Hinduja group's flagship and commercial vehicle manufacturer Ashok Leyland has reported a decline in net profits for the first quarter ending of FY 2009-10 at Rs7.77 crore as compared to Rs50.57 crore same quarter last year.
The company's net sales declined by 52 per cent to Rs912.45 crore (Rs1,887.99 crore last year), following a 58 per cent decline in vehicle sales volume from 18,425 units to 7,693 units. The other income stood at Rs60.62 crore (compared to Rs7.41 crore last year).
Profits from operations stood at Rs121.7 million owing to controlled production levels, tighter control on material and operating costs, lower commodity prices, and reduced employee costs due to voluntary salary reductions.
After depreciation of Rs435 million, profit before financial expenses and exceptional items stood at Rs292.9 million.

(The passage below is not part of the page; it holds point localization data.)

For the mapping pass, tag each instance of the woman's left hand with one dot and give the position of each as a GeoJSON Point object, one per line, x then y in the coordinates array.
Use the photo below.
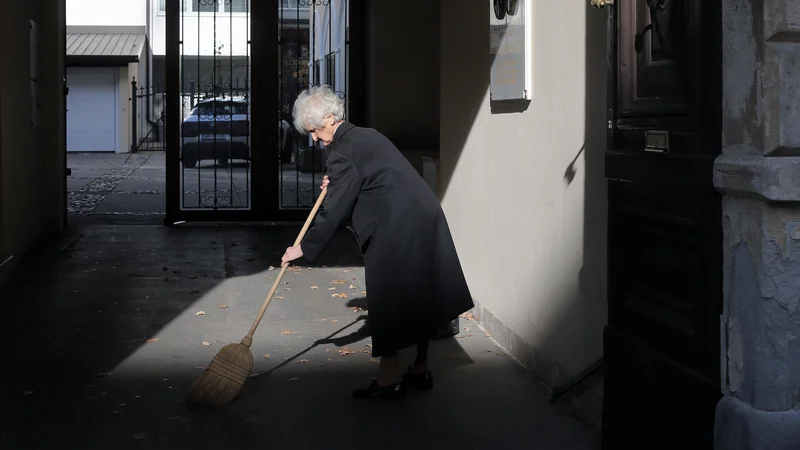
{"type": "Point", "coordinates": [291, 254]}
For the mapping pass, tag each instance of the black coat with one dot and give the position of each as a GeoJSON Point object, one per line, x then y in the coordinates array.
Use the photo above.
{"type": "Point", "coordinates": [415, 284]}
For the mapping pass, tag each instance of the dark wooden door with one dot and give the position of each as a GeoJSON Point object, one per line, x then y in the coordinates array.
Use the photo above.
{"type": "Point", "coordinates": [662, 352]}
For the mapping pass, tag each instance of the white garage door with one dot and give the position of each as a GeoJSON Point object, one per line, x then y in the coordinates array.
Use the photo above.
{"type": "Point", "coordinates": [92, 109]}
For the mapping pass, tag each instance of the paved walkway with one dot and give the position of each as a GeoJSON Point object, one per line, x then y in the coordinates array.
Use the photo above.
{"type": "Point", "coordinates": [107, 326]}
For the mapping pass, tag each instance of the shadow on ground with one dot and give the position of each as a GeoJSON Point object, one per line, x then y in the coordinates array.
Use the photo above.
{"type": "Point", "coordinates": [108, 326]}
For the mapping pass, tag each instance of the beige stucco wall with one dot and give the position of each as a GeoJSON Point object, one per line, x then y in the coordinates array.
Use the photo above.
{"type": "Point", "coordinates": [33, 180]}
{"type": "Point", "coordinates": [523, 186]}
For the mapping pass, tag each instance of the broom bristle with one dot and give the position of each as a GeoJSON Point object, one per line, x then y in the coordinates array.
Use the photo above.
{"type": "Point", "coordinates": [222, 380]}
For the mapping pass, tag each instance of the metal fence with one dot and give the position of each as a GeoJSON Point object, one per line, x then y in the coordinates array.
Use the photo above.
{"type": "Point", "coordinates": [147, 118]}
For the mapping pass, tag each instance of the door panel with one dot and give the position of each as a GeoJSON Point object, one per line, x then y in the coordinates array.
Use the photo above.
{"type": "Point", "coordinates": [664, 236]}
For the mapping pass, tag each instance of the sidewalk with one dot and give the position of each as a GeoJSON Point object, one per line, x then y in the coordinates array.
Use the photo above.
{"type": "Point", "coordinates": [108, 327]}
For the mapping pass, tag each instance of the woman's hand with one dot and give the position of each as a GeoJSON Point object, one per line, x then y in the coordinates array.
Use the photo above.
{"type": "Point", "coordinates": [291, 254]}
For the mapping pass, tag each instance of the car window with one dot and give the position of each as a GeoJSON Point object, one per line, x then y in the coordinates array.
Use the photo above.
{"type": "Point", "coordinates": [220, 108]}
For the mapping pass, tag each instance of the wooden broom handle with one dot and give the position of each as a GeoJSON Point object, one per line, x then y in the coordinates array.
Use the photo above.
{"type": "Point", "coordinates": [248, 339]}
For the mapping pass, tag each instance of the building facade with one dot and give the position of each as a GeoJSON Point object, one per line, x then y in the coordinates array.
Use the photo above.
{"type": "Point", "coordinates": [634, 204]}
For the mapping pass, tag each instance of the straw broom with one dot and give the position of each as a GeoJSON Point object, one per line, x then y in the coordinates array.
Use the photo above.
{"type": "Point", "coordinates": [221, 381]}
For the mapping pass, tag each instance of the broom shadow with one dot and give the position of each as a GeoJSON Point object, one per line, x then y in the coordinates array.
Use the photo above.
{"type": "Point", "coordinates": [360, 334]}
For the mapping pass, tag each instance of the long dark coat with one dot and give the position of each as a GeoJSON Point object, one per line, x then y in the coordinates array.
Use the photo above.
{"type": "Point", "coordinates": [415, 284]}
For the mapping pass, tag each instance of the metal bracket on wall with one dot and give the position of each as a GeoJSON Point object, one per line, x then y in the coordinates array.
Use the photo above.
{"type": "Point", "coordinates": [576, 380]}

Financial expenditure stood higher at Rs258 million (compared to Rs106.9 million last year), owing to interest on fresh loans for funding capital expenditure and the UTK project.
Taking into account reversal of deferred tax expense amounting to Rs53.2 million, profit after tax was at Rs77.7 million.
According to the company's MD, R Seshasayee, "This has been the worst quarter in a long time. However, market sentiments are improving and market demand derives further support from the bus orders under the JNNURM."
He further added that the company hoped to benefit from low commodity prices.